One woman charged, among other humiliations, that her husband refused to build the fires, and told her if she was cold, “there is the stove and the coal.”
One husband appeared as the plaintiff alleging indignities in that his wife accused him of flirting with his stenographer, his neighbors and various other women; accused him of flirting with every woman he passed while they were motoring; and telephoned his doctor to examine him for insanity, as she believed he was going crazy over women.
The trial divorce
by Dorothy Dix (Syndicated – September 1920)
We were discussing the case of the Smiths, who were divorced a year or two ago with much laundering of soiled linen in public, and who have just re-married.
“It is very common for people who have divorced each other to remarry,” said a famous lawyer, “and it would occur still oftener, except for the morbid dread most men and women have of appearing ridiculous. They think their friends would laugh at them if they went sneaking back into the same matrimonial fold out of which they have broken with such a tale of cruelty, and heartbreak, and general woe.
“I am convinced that the feeling that brings a young couple together and that is made up of the dreams and faith and romance and high hope of youth makes a bond between them that never quite breaks. It may wear pretty thin, and get frazzled in places. but you can patch it up so that it will hold to the end.
“I am also certain that when the average husband and wife quarrel and fall out they are not really out of love with each other, as they think they are. They are merely tired of each other. They have got on each other’s nerves instead of each other’s hearts, and what they need is a temporary separation instead of a permanent divorce.

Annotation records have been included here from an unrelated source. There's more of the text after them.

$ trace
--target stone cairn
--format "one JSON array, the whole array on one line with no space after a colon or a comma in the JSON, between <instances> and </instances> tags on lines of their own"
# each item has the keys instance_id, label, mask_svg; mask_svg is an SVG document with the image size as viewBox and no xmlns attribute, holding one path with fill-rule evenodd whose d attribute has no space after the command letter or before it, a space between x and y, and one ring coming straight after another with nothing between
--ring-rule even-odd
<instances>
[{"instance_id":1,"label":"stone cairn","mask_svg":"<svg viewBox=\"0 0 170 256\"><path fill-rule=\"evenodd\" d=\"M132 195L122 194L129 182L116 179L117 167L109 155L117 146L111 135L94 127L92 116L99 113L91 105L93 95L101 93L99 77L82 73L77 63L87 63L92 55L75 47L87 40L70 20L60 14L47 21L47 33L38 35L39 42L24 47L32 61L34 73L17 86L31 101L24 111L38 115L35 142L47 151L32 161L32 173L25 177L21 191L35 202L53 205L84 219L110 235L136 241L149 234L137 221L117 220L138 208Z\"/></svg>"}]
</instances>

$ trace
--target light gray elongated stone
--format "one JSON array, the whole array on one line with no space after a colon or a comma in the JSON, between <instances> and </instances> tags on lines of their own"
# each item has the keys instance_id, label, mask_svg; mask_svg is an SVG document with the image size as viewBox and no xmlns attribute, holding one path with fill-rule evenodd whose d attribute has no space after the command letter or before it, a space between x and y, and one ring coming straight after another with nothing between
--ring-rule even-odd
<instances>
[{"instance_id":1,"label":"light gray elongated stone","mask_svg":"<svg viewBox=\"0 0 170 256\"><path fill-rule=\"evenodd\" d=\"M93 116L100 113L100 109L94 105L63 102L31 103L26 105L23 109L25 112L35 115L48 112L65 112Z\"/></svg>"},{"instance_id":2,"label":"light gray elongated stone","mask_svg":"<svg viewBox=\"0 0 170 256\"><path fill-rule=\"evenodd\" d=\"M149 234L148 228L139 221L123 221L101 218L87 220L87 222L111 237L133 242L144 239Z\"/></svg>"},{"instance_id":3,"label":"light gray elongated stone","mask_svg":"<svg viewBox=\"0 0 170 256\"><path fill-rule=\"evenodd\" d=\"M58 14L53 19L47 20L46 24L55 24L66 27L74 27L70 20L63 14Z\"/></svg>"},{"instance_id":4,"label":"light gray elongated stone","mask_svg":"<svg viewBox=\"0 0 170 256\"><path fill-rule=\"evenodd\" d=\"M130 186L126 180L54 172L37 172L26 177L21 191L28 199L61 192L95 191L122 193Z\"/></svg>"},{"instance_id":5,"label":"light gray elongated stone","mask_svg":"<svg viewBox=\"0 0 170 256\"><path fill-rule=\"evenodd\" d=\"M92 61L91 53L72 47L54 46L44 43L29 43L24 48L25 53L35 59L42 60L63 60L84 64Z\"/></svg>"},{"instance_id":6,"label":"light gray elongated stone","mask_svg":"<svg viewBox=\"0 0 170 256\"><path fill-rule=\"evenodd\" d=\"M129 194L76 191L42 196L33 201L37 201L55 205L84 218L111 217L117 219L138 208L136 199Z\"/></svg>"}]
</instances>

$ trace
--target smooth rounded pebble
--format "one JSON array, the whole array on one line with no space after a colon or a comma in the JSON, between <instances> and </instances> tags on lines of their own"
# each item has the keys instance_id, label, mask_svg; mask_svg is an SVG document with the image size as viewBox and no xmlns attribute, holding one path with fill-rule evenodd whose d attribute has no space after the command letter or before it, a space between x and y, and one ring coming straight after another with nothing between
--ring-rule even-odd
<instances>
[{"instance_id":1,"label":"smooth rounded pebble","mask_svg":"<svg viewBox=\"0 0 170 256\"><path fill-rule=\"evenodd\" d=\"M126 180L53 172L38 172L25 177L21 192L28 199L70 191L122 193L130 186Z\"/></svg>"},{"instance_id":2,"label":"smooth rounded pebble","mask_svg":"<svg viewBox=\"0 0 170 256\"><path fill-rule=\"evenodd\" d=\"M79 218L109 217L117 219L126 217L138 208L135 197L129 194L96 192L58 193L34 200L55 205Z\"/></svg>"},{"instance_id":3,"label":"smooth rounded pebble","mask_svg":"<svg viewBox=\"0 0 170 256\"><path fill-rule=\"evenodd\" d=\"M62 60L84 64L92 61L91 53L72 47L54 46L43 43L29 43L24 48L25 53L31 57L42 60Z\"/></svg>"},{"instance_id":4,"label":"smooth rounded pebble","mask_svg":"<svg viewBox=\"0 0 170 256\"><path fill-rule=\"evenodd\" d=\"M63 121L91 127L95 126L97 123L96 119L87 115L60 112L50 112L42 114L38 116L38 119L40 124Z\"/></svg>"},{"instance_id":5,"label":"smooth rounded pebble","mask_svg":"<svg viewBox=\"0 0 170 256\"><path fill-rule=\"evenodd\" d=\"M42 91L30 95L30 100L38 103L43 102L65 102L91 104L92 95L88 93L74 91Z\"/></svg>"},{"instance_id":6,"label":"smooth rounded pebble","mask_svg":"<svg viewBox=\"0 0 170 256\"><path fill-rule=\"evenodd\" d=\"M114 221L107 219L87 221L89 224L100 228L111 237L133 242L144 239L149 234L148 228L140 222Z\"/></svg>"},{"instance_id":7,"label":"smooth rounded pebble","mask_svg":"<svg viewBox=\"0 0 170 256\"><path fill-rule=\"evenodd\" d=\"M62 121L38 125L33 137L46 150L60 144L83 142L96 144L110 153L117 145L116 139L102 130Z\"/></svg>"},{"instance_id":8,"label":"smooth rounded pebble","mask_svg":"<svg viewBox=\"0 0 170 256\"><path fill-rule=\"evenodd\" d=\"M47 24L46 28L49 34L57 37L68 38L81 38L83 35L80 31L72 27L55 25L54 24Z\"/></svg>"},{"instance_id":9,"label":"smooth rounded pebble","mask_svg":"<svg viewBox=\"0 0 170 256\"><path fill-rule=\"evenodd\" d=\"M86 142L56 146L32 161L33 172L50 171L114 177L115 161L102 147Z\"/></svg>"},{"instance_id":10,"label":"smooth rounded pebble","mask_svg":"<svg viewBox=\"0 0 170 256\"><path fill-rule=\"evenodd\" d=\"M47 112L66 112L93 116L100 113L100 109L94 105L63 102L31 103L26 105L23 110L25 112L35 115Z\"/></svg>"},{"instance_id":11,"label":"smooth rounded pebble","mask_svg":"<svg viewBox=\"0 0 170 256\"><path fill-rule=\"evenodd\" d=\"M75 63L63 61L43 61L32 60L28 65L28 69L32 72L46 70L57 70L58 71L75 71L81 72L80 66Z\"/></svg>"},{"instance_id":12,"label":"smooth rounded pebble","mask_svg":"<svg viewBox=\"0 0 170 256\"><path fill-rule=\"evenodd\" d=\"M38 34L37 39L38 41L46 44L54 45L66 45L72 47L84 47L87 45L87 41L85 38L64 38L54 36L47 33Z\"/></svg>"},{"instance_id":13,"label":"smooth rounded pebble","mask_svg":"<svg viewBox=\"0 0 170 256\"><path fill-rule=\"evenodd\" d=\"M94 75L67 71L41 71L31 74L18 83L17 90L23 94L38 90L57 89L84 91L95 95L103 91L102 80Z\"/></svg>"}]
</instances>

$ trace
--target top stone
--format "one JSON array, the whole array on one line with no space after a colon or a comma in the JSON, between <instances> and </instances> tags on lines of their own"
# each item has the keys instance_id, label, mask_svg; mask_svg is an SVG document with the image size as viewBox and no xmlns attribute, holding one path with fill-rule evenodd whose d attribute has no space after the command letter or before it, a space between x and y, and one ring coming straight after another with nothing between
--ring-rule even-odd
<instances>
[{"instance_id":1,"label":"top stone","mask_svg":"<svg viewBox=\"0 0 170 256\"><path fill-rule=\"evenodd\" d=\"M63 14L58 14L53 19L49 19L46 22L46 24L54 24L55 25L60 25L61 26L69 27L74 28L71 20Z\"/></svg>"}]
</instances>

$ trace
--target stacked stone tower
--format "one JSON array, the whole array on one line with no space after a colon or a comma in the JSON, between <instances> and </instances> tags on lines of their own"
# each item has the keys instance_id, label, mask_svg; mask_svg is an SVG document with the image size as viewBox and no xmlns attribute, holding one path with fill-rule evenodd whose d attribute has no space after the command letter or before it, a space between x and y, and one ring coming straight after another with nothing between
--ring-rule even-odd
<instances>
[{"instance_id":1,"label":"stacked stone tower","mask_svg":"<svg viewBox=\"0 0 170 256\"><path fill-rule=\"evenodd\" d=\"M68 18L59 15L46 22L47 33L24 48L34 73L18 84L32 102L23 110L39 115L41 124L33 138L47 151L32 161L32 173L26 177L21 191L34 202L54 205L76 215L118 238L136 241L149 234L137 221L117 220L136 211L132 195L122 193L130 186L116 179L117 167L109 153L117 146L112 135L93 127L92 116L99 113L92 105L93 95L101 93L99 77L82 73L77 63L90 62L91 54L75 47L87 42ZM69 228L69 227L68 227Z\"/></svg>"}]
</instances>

“So when a wife comes and bedews the end of my desk with her tears, and tells me how cruel her husband is to her, and how he neglects her, and how she suspects that yellow-headed, stringy stenographer of his, though goodness knows what anybody can see in that made-up creature passes her comprehension, and will I please get her a divorce from the brute.
“And when a pale, grim-faced man asks me to apply for a divorce for him from a wife whose nagging and fretting he can no longer endure, and who admits, under cross-examination that he does think he would be happier with a younger woman, why, I say to them:
“‘Certainly, I think it would be highly immoral for two people to continue to live together who feel toward each other as you do. I will take the case, but only upon the condition that you separate for a year, and hold no communication, either by speech or letter with one another. You must do just as I say, and if at the end of the year, you still want the divorce, I will arrange the matter as quickly and with as little publicity as possible.’
“Then, if the husband is rich, I send the wife to Honolulu or Japan for a year, and I see that she does not get nearly as much money to spend as she has been in the habit of having. If the husband is a poor man, I send the wife back to live on her own people, and she gets only the small amount of money that she would have as alimony from a divorced husband earning the salary her’s does.
“Nine times out of ten, before the year is over, the warring couple have made up their difference and have taken their household goods out of storage and set up a new home, which generally is a happy one, for they have had a lesson that they are not likely to forget.”